Here’s a part of the sequence, please pardon some of the drug related dialogue, but any suggestions would be really appreciated.
Also, the light set up was pretty poor. I had a halogen work light camera left, and had some sun light coming in from the right. The sun light gave one of the actors a nice rim light type of look, but yeah, the color balance isn’t superb, but works.
- June 3, 2007 at 7:55 PM #164122AnonymousInactive
can you reshoot?
if so, here’s what I’d try:
get your worklight behind your subjects, and use reflectors to bounce light back into your subjects.
get a couple peices of plywood, or black foamcore and cut out some leaf or jigsaw piece shapes to mottle the light and use them between the lights (esp the sunlight).
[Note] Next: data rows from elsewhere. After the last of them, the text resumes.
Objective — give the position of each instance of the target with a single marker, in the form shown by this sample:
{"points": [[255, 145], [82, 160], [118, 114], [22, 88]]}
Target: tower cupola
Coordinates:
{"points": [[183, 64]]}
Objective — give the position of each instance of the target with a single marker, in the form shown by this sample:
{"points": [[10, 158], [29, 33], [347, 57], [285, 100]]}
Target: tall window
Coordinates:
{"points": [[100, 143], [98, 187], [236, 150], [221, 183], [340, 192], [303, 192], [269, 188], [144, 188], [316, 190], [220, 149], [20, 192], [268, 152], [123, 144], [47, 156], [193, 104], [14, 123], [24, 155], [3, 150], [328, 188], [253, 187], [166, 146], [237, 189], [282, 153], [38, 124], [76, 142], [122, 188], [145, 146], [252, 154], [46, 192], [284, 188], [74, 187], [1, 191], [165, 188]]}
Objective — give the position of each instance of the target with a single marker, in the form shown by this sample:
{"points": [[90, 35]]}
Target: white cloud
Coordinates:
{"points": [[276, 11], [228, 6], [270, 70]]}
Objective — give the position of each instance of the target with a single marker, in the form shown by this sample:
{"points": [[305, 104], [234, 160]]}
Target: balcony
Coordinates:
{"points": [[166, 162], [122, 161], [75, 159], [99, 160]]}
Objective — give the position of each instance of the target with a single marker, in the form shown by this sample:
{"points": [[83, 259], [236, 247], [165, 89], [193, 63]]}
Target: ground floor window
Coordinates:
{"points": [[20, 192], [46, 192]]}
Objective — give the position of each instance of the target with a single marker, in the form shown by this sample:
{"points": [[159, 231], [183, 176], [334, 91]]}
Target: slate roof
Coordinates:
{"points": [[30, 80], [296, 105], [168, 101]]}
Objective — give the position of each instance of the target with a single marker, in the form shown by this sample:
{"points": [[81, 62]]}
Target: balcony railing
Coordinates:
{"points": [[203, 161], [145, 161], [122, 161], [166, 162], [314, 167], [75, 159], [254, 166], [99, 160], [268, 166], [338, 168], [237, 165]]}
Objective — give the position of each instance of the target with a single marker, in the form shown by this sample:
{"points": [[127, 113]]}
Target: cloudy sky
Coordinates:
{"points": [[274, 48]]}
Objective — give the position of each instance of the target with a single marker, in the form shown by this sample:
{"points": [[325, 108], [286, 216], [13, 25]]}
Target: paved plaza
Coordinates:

the combination of rim light, and texture from the cutouts should add contrast and depth to your fog for added dimension.
- June 3, 2007 at 8:32 PM #164123AnonymousInactive
One of the characteristics of fog is that near objects are clearer than far objects. If you reshoot, try some over-the-shoulder shots, so that the far person will be more hazy than the near person. Maybe even have someone suddenly lean forward (toward the camera), to emphasize a point. If the fog’s thick enough, it would be a dramatic effect, as the face almost "comes out of the fog". 😉
Also, the backlit fog idea would make a nice effect.
Good luck! Have fun! 😀
- June 3, 2007 at 8:44 PM #164124
You guys are geniuses. Thanks for your quality advice. I probably won’t reshoot but I’ll keep those tips in mind.
PS. Editing it, just by "crushing the blacks" it takes out all the fog. Kind of funny in my opinion, how it just cut the fog.
- June 21, 2007 at 12:15 PM #164125faqvideoParticipant
Agreeing with all above, I would suggest to lit the fog. My understanding is that you wanted the fog to be seen. The fog consists out of micro particles, so you needed to throw a light on the fog to be able to see it.